If you're considering buying a vacation home that will also earn income from short-term rentals, you'll have to think about more than your own desires. The best location for you isn’t necessarily the one that will best attract short-term renters.
For example, if the home well off the beaten track, no one may have even heard of the place, much less think to search for a vacation rental there.
Here’s what else to consider in choosing your likely location:
- Local vacation rental rates. Get a copy of the local newspaper and look at the available vacation rentals comparable to the size and type of house that you’re interested in. This will help you gauge what your competitors are charging and whether you’ll likely be able to charge enough to cover your costs. Keep in mind that many vacation rentals have varying rates depending on the time of year. It’s best to look at rental rates during the high and low season and create an average. Have your agent find out when the rental rates change and what these rates are. You can also ask other landlords in the area. Also, realize that all houses in a given area aren’t created equal: For example, a house that’s walkable to the beach will rent for more than an equivalent one that’s a two-minute drive away. Of course, that house will also cost you more to buy.

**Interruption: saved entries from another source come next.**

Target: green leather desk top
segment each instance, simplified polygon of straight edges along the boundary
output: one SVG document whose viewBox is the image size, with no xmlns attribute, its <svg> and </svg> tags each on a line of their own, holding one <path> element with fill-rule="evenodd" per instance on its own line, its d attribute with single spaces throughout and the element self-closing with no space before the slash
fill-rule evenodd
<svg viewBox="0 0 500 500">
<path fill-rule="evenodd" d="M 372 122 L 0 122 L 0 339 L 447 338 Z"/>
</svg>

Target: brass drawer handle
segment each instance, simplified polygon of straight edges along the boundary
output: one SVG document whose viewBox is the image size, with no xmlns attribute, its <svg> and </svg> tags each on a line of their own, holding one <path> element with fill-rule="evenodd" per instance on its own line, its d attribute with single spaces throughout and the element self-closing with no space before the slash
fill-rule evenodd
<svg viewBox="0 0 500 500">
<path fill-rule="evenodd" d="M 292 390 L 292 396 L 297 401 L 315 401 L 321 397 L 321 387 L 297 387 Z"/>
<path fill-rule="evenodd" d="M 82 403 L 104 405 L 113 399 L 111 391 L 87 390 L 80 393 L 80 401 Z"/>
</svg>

- Which way rental rates are headed. Your snapshot view won’t tell you whether you can raise your asking rent next year — or might have to lower it. Find out the average amount by which local vacation rents have increased or decreased over the last five or so years. (You’ll need to know this when you calculate your cash flow.) Your best bet is to contact a local property management company or ask a real estate agent who also handles property management in the area. You can also call the local newspaper and request back issues from previous years so you can search through the classifieds. And keep your eye on the local and national news, too. Rents on vacation properties can shift up or down considerably based on the state of the national and local economy. When the economy is down, vacations are among the first nonnecessities that people cut.
- Vacancy rates. Usually expressed as a percentage, this tells you how many months out of the season you can expect to have your place sit empty (for example, because the beach is too windy to stroll on in winter, or the ski season lasts only a few months). A strong vacation rental market would have a vacancy rate of 10% or lower during the peak season. Ask your real estate agent for the median vacancy rates during the peak and off-peak seasons.
- Surrounding activities. Aside from the main attraction drawing prospective renters — a lake, mountain, golf course, or whatever — it helps if your location supports auxiliary activities such as dining out; visiting art galleries or antique shops; renting DVD s; shopping for food, forgotten toothbrushes, and souvenirs; and so on. Make sure these are within a reasonable driving distance (usually 20 minutes or less).
- Crime rate. High crime will deter vacation renters. Criminal activity also adds to your headaches as a landlord, since you’ll have to think about security measures, what to warn your tenants about, and so forth.
If you're considering a vacation rental in an area you've already stayed in, you know about some of the above considerations. If not, you'll want to do some in-depth research, and try taking a few trips to the area as a renter before you commit to buying.